Présentation
Comme chaque mois, et dans le cadre du partenariat entre Syfantasy et le collectif d'auteurs Plumea, nous vous proposons de découvrir une nouvelle de SFFF écrite par l'une de leur jeune plume ! Nous espérons ainsi faire gagner en visibilité à ce genre d'initiative, et au passage vous proposer un bon moment de lecture !
Titre original : Gachis
Version PDF : gachis.pdf
Cette nouvelle est diffusée à titre gratuit.

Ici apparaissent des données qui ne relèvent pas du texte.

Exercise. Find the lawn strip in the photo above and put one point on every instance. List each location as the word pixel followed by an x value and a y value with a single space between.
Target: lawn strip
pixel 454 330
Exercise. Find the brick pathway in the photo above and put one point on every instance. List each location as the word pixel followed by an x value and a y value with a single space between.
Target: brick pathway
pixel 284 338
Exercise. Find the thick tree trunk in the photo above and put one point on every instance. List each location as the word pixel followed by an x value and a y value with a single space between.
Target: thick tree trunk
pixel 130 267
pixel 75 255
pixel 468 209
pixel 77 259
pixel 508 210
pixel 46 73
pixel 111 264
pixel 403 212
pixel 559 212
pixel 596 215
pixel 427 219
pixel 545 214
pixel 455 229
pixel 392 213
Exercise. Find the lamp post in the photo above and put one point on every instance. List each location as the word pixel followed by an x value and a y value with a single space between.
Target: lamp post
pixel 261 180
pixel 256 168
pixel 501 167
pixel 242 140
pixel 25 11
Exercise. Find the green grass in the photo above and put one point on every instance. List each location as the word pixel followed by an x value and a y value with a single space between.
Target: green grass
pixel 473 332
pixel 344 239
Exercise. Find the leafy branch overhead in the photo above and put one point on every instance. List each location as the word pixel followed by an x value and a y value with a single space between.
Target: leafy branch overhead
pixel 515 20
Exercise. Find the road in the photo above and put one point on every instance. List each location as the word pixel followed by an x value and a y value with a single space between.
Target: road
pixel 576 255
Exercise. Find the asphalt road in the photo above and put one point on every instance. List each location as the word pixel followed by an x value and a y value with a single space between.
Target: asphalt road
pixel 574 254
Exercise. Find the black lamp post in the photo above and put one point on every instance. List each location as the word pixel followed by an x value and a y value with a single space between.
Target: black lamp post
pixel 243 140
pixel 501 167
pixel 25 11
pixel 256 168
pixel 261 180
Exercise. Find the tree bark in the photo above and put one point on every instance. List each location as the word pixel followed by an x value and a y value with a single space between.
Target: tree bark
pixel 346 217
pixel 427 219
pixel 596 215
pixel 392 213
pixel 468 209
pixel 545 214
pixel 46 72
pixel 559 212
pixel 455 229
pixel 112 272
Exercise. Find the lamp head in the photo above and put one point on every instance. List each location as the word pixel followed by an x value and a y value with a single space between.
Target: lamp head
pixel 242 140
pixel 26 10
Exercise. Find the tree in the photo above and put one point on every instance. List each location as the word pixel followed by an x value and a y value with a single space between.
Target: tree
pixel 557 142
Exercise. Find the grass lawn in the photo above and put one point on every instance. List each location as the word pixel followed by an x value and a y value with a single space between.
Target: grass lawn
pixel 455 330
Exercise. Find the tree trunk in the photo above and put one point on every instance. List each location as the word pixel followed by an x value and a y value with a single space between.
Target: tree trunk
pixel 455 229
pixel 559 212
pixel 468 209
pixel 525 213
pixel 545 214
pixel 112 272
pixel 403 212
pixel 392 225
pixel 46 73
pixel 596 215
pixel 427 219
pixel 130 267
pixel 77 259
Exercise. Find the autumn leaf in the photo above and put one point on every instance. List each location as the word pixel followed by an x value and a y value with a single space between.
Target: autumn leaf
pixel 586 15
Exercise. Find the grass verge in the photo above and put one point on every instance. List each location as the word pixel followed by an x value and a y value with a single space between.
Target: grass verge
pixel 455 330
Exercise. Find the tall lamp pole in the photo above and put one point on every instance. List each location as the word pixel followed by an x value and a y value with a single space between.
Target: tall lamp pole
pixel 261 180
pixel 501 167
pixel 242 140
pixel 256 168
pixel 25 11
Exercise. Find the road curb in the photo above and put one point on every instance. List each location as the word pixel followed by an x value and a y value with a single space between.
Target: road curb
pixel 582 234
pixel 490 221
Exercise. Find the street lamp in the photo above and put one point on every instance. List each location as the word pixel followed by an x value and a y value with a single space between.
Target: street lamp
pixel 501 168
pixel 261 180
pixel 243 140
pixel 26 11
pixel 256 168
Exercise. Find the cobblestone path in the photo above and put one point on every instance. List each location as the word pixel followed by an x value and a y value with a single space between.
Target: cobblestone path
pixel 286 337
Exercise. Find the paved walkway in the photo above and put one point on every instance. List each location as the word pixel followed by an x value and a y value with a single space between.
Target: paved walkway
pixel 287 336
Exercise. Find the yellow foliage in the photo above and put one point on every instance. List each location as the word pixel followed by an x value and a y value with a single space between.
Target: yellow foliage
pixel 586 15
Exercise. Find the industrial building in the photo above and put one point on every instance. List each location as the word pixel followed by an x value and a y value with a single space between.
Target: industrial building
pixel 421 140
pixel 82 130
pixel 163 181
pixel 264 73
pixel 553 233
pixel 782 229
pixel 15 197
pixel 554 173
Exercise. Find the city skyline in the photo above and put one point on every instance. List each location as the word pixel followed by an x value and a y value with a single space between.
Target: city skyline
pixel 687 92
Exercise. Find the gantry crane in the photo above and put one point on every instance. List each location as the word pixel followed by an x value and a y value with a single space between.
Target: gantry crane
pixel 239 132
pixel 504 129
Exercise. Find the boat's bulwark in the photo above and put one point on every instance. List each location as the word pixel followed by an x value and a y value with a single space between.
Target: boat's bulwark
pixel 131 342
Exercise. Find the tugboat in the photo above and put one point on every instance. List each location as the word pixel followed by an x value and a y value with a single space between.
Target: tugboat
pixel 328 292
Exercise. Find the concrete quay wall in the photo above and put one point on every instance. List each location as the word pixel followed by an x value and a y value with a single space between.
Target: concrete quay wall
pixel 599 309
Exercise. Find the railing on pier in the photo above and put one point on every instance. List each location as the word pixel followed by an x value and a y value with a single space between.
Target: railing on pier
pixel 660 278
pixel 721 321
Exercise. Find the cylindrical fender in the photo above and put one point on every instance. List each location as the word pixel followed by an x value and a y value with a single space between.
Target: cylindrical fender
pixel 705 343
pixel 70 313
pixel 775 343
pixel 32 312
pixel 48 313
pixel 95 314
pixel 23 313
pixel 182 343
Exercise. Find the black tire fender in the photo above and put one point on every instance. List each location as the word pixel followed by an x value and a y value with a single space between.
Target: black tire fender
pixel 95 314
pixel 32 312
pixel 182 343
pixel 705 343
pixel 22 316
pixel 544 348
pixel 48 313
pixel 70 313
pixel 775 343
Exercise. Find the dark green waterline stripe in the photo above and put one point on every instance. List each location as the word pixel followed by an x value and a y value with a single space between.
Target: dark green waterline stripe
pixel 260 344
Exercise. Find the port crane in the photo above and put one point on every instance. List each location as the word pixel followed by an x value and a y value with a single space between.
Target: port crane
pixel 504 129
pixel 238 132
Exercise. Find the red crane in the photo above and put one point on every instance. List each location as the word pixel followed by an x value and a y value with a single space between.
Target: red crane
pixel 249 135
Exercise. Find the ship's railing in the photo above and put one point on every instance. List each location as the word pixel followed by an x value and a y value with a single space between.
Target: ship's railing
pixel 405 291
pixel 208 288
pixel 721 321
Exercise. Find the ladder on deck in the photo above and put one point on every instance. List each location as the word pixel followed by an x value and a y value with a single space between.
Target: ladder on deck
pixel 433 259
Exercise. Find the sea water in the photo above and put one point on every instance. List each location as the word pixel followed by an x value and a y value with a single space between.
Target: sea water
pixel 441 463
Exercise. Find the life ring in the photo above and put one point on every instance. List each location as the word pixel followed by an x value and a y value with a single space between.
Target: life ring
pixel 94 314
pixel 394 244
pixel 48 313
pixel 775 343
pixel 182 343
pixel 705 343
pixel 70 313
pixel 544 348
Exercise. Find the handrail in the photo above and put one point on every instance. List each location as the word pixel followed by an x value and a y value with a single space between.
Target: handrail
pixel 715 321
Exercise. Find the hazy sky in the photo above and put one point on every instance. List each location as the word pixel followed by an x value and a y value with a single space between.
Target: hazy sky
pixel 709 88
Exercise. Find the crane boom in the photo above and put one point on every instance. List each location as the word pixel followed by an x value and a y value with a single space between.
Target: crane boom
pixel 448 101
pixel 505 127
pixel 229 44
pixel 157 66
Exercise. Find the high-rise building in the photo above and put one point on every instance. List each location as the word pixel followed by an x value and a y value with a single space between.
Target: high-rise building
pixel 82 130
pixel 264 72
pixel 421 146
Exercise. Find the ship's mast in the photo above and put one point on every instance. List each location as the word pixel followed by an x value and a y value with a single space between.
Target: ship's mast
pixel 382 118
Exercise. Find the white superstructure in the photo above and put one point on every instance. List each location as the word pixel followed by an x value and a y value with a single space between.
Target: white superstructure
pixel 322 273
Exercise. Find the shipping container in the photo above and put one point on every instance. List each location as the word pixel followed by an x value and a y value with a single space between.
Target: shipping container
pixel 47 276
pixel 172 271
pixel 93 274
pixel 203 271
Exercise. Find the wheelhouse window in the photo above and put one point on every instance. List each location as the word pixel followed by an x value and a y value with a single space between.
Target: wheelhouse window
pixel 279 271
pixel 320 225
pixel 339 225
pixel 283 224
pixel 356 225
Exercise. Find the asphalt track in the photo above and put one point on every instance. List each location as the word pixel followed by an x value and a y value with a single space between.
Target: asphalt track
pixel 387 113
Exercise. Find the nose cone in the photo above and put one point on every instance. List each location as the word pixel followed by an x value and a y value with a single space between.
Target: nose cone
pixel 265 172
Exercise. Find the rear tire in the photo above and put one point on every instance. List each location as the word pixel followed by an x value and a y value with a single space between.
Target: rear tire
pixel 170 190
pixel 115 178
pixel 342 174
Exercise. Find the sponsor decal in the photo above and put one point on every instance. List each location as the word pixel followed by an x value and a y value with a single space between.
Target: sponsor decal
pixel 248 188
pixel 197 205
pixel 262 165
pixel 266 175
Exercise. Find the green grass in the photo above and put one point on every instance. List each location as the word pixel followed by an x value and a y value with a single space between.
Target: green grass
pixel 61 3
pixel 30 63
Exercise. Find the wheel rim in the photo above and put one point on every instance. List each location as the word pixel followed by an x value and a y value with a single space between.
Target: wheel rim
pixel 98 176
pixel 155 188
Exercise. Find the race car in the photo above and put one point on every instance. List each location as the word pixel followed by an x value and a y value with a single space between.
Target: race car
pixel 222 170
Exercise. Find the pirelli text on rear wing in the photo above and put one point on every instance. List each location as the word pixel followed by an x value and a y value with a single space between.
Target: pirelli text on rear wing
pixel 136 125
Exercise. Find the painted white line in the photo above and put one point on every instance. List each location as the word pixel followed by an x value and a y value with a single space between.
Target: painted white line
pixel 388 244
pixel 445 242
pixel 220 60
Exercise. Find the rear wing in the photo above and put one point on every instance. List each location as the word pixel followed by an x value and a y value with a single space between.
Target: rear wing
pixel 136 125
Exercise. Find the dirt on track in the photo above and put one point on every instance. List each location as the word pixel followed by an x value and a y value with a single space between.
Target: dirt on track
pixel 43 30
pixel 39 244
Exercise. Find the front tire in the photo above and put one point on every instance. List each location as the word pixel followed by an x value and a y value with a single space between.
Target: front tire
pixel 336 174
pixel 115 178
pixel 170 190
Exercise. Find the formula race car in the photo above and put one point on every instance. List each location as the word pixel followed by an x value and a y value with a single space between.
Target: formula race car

Elle ne peut en aucun cas être vendue.
Elle appartient à son auteur qui en laisse l’usage au site SyFantasy afin de la promouvoir et de la faire découvrir.
Cette nouvelle a été écrite et sélectionnée au sein du Collectif Plumea, une association loi 1901 d’entraide à l’écriture, librement accessible sur Discord via ce lien : https://discord.gg/9pRzHActXC
Elle a été retenue par la rédaction de syfantasy.fr pour ces qualités scénaristiques et littéraires ainsi que pour son inventivité.
Nous vous souhaitons une belle découverte et une agréable lecture.
Gâchis
Dixis
* * * La faille noire, là où ils reposaient tous en paix. Son amour s'y trouvait aussi désormais, jeté lors de l'Amer avec les autres. Il avait embrassé ses lèvres bleues une dernière fois, déposé quelques larmes sur son front, puis regardé le corps glisser dans les ombres. Derrière lui, toute la communauté le soutenait, les Fileuses chantaient, le gouverneur égrainait un hommage d'une voix vibrante. Peltia la borgne, quant à elle, attendait au bord du gouffre, les bras croisés sur sa poitrine et une expression renfrognée sur son visage. Avec un œil, elle semblait voir plus que les autres.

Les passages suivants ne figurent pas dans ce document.